Il Tempo Perso di Gonzalo Borondo


(Tempo di lettura 6 minuti)
Gonzalo Borondo – Tempo Perso – ph Roberto Conte

Consiglio vivamente la visita alla mostra Tempo Perso di Gonzalo Borondo (Segovia, 1989) in corso alla Galleria Tempesta di Milano fino al 1° marzo 2024, il cui titolo va inteso nell’accezione di tempo storico e cioè perduto, trascorso, che ha a che fare con la memoria individuale e collettiva, con l’identità di persone e popoli, con la storia, con ciò che in queste non è più visibile, non è più presente perché mescolato con altri tempi, altri ricordi, altre memorie. Affacciatosi sulla scena artistica come street artist con capacità e peculiarità tutte sue, egli unisce la capacità di controllo scenografica dello spazio a una intensa ricerca sui luoghi, sulle architetture e quindi sul tempo che le opere degli uomini rappresentano. In un momento in cui tutti parlano di ambiente ci ricorda che lo spazio che ci circonda è definito storicamente.

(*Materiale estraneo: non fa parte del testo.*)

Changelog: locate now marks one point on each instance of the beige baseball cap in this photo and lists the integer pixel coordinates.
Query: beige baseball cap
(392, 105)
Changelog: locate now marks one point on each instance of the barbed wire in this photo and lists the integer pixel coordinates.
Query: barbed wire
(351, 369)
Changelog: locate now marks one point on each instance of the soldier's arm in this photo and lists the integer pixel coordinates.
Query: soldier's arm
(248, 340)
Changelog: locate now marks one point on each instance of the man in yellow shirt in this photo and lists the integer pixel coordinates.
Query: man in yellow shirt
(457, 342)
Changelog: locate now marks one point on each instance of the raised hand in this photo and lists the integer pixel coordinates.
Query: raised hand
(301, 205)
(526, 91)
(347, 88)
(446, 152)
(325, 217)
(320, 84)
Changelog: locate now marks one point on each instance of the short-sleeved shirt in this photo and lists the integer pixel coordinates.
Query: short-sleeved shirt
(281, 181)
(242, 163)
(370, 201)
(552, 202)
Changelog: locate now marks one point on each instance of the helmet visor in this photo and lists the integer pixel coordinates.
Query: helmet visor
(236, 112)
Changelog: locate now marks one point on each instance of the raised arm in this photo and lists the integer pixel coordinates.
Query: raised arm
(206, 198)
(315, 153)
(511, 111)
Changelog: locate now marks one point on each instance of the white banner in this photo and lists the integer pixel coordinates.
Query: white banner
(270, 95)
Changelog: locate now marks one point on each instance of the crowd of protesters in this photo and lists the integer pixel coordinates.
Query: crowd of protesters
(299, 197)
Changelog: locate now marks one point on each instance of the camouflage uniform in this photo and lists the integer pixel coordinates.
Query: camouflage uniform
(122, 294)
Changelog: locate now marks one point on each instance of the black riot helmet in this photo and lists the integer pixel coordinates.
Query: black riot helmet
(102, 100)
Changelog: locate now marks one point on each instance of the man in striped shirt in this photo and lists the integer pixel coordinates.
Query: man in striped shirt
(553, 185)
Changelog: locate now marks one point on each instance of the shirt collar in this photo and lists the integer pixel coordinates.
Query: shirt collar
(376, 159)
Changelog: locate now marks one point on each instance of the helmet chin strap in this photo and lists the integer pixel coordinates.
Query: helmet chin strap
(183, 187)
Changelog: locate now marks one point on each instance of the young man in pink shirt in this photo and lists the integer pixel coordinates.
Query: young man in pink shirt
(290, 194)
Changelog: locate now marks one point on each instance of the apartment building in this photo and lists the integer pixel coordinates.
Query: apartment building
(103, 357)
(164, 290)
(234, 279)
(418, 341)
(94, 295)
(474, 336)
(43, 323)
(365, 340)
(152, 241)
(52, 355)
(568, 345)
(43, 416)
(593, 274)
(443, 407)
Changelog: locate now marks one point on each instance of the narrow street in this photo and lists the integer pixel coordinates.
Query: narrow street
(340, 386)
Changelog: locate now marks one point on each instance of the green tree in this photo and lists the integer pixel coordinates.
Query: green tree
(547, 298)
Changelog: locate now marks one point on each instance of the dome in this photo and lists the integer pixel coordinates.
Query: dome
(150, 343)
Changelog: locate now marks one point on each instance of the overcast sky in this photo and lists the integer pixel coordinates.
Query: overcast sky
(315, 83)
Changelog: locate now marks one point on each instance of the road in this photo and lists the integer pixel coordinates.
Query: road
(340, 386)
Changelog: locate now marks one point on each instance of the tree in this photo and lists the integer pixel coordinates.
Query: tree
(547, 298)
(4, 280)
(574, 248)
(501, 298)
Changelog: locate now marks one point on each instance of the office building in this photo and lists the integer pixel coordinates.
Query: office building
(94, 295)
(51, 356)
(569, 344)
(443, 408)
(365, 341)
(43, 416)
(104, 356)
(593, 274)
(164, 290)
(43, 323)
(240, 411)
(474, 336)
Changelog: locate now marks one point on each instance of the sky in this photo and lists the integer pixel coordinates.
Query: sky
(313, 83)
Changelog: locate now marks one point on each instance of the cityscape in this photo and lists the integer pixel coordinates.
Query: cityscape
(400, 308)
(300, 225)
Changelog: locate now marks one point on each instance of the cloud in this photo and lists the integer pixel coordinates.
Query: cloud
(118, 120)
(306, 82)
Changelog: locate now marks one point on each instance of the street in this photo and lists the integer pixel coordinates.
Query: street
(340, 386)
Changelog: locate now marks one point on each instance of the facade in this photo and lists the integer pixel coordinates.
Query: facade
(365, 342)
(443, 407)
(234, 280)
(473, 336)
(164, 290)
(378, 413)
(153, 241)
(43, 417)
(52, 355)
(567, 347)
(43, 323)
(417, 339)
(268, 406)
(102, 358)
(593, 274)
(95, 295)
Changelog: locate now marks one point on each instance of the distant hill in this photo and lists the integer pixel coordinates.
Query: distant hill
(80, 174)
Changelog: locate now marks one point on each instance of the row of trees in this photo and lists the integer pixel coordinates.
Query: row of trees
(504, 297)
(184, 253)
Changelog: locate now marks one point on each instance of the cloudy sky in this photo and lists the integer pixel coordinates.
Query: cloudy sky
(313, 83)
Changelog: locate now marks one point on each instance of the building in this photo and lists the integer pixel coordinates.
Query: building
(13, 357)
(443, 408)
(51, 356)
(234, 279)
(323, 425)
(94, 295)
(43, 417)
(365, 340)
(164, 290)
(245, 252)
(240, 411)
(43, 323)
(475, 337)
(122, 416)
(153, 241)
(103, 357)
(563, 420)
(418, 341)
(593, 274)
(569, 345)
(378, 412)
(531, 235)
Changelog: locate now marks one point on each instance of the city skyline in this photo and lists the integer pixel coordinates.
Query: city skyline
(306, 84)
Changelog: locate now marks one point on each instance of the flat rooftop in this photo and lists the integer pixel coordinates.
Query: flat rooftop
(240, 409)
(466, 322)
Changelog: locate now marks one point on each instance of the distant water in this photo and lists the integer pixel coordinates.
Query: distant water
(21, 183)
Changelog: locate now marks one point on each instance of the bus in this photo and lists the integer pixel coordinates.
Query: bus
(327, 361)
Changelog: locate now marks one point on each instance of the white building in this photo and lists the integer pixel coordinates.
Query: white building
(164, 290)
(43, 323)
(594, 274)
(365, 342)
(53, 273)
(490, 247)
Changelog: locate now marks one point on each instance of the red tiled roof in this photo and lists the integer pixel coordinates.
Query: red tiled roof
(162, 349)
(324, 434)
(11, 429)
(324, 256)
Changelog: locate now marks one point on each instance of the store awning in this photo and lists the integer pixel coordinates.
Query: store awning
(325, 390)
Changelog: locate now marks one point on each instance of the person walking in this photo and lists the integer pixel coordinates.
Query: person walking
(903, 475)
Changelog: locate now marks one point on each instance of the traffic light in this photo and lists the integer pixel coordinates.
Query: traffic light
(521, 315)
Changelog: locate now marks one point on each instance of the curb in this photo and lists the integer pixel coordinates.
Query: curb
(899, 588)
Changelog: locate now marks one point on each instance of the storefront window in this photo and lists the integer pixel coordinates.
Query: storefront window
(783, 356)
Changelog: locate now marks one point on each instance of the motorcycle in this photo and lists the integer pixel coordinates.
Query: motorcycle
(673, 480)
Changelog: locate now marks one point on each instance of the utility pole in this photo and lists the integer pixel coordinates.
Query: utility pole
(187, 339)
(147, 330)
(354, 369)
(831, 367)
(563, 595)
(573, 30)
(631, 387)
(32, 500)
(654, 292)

Nonostante il nostro presente sia caratterizzato da immagini sempre più temporanee che tendono ad annullarsi tra di loro come in una nuova iconoclastia, la discussione attorno a monumenti e segni e quindi sull’arte, in cui si è sintetizzato un giudizio storico su una figura politica, scientifica o sociale, si è fatta sempre più accesa. Inoltre, dobbiamo constatare l’assenza di nuove opere artistiche realizzate proprio a celebrazione e ricordo dei fatti più recenti, non solo per motivi di mancanza di fondi ma per l’impossibilità di un accordo politico culturale. Tutto ciò riguarda il discorso attorno alla possibilità di una memoria condivisa che proprio per il paese da cui Borondo proviene, la Spagna e quello in cui lavora più spesso, l’Italia, appare come un tema critico e soprattutto per noi italiani difficile da affrontare, in particolare per ciò che riguarda il fascismo, la Seconda guerra mondiale e il secondo dopoguerra. Anche se la Storia la fanno i vincitori non si può eliminare ciò che resta in fondo all’animo dei vinti.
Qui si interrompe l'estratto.